The importance of data about dosimetry in the occurrence of intestinal toxicity is sustained by numerous experiments. In particular, Gulliford et al. [33] demonstrates the statistically significant contribution of V30 in the occurrence of rectal bleeding, proctitis, and fecal incontinence. It follows that more attention is being paid in radiation therapy to the use of radiotherapy techniques that can minimize rectal exposure at low and intermediate doses (e.g., Volumetric Modulated Arc Therapy, proton-therapy) or devices that can favorably modify pelvic anatomy (e.g., Hydrogel Spacer in Boston Scientific Corporation, Natick, MA, USA).

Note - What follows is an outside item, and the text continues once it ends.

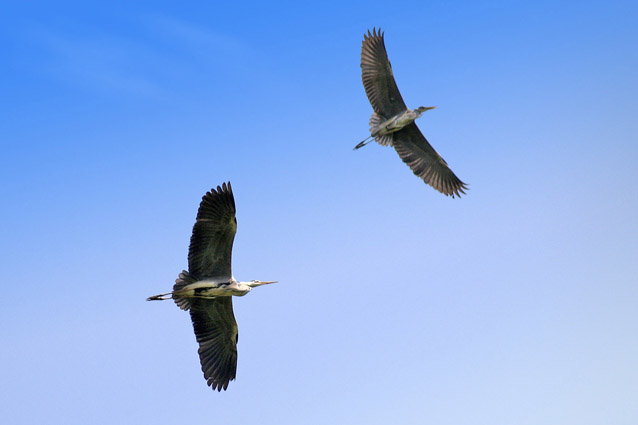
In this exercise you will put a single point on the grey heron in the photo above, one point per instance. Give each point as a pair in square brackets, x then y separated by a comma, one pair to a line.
[392, 122]
[206, 289]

The literature data tend to confirm the beneficial effect of using short-chain fatty acids, in particular acetate, propionate, and butyrate. These acids are produced through the fermentation of hydrocarbons, celluloses, and starches under anaerobic conditions by various microorganisms [5]; this process also takes place in the colon thanks to the intestinal microbiome, particularly by anaerobic bacterial flora residing in mammalian colons.

These acids exert a trophic effect on intestinal mucosa by stimulating blood flow, homeostasis, and epithelial barrier integrity [24]. Studies on microbiomes have highlighted the importance of short-chain fatty acids also for their anti-inflammatory effects, and in stimulating cell proliferation and differentiation by their trophic effect. For example, it has been hypothesized that the influence of these molecules on microbiota’s composition has a major impact in IBD (Inflammatory Bowel Syndrome) and, in particular, on the degree of disease activity [5].

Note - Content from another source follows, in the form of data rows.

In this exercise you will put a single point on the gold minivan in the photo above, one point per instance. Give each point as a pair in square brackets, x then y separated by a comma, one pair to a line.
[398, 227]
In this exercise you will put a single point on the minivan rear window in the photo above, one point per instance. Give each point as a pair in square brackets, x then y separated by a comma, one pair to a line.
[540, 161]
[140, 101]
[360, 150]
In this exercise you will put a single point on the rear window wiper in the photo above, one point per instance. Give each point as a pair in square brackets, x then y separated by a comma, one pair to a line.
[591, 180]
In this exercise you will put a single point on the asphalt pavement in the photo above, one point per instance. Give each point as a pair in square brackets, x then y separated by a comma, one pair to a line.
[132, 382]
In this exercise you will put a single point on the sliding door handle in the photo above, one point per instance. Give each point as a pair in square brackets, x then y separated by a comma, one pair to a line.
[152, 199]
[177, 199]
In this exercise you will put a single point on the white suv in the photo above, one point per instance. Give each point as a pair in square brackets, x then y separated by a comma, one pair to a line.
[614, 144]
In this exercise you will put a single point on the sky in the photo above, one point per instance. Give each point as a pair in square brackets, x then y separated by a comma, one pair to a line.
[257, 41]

In addition, as discussed previously, numerous data from the literature show that butyrate exerts several favorable intestinal effects, such as prevention and inhibition of colic carcinogenesis, improvement of the inflammatory and oxidative state, barrier effect at the epithelial level, and even a modulation of visceral sensitivity and intestinal motility. The last effects may explain the reason for overall better quality of life during radiotherapy treatment [5].

5. Conclusions

This article evaluated the effect of MESB as a medical aid to reduce gastrointestinal side effects of RT in prostate cancer patients. Results suggest that treatment with MESB may reduce the frequency of bowel movements and incidence of fecal incontinence both at the end of radiation therapy (Tx) and four weeks after its conclusion, when butyrate administration was finally stopped (T2). Treatment with MESB appears to protect against abdominal pain beginning from the end of radiotherapy and continuing without significant changes at T2. Patients’ overall health state at the end of RT showed a decline, but then improved after 1 month, thus indicating that MESB may improve patients’ quality of life and overall satisfaction after RT. Despite its limitation (mainly due to the absence of a control group) this is one of the first articles to investigate prophylactic administration of oral butyrate in patients undergoing pelvic RT. This oral formulation appears more tolerated and accepted by patients compared to therapy with enemas discussed in previous studies. Further research is needed to gain more statistically significant data.